LGBTQ studies offers a transcript-recognized minor and certificate for undergraduates and a LGBTQ/Sexualities track for graduate students working on the graduate portfolio program in women’s and gender studies.
“(The idea for bringing LGBTQ studies to UT has) been there for as long as LGBTQ studies scholars have been researching and teaching at UT, which would take us back to at least the 1980s and 1990s, when scholars such as Lisa Moore (in 1991) and me (in 1987) joined the faculty,” Program Director Ann Cvetkovich said in an emailed statement. “We’re already teaching many courses, and have been for quite some time, so this impact is ongoing … The courses provide an opportunity for LGBTQ-identified students to learn about their own history, culture and politics, and they also afford all students the opportunity to become more knowledgeable about issues of gender and sexuality that affect all of us.”
LGBTQ studies is led by an advisory council made up of LGBTQ-affiliated faculty and staff from various departments. The program builds from the LGBTQ/Sexualities research cluster that was founded in 2004.
When asked about the possiblity of a LGBTQ studies major, Cvetkovich said they are likely to continue partnering with the WGS major.
“We are hoping to see WGS become a department in the coming years, which would in turn create more resources for (LGBTQ) studies,” Cvetkovich said.
Marketing sophomore Aleyiah Pena is currently working on the LGBTQ studies minor. She added the minor after taking Intro to LGBTQ Studies and thought it would be interesting to learn about the history.
“Since I’m a marketing major, I have to know how many different people think, because you have to market toward them and really know your audience in order to do it right,” Pena said. “I feel like with this (LGBTQ studies minor) I’m diversifiying my knowledge of different people and learning about where they come from and what they’ve been through.”
As someone who identifies with the LGBTQ community, Pena said taking LGBTQ studies courses has brought her closer to the community because she is more informed about sexuality.
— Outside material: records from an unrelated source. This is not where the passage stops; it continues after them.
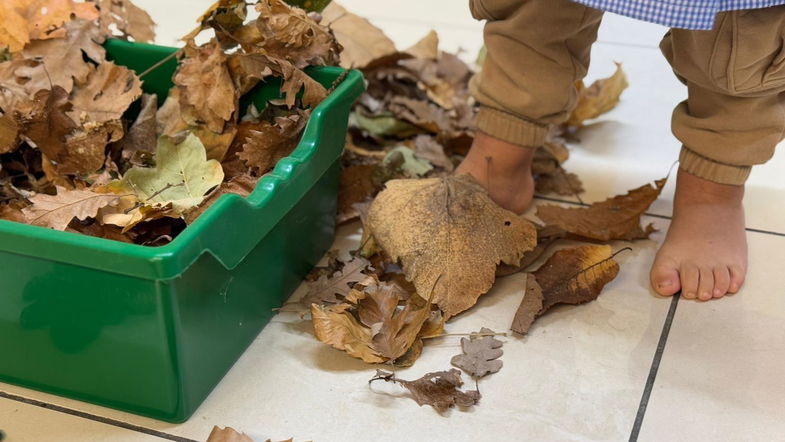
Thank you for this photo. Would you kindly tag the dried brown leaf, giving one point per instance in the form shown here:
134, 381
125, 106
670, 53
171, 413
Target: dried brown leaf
480, 354
602, 96
362, 42
438, 389
449, 236
57, 211
227, 434
570, 276
615, 218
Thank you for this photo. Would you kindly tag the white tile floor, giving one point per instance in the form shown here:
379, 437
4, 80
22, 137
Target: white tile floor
580, 373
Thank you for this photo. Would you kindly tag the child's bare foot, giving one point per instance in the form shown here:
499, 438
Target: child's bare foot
504, 169
705, 251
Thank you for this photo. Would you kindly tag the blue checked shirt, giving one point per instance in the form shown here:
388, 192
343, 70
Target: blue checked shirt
687, 14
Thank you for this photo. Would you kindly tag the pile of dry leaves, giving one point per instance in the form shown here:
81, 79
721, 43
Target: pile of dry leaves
434, 242
83, 149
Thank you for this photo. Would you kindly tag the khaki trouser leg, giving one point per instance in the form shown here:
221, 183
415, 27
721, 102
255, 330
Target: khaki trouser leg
536, 51
735, 75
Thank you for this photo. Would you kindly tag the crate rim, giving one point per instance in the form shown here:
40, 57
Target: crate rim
170, 260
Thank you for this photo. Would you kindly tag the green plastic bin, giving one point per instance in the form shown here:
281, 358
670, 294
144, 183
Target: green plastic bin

Pena is not alone. Undeclared freshman Bobby Scherer is working on the LGBTQ studies certificate.
“I was looking for another class to fill out my schedule, and I found Intro to LGBTQ Studies and thought it would be interesting to take,” Scherer said. “I was asked if I wanted to do the certificate too and I thought it would be a cool thing to be part of.”
Scherer said he hopes to soon declare majors in government and sociology and believes learning about the LGBTQ community will help him better understand people and work with them.
“I am gay, but knowing more about the history will help me to better help other people and to be a better person in general,” Scherer said.
The program will be celebrating its launch this Thursday and Friday by hosting the “Queer Camaraderie” symposium.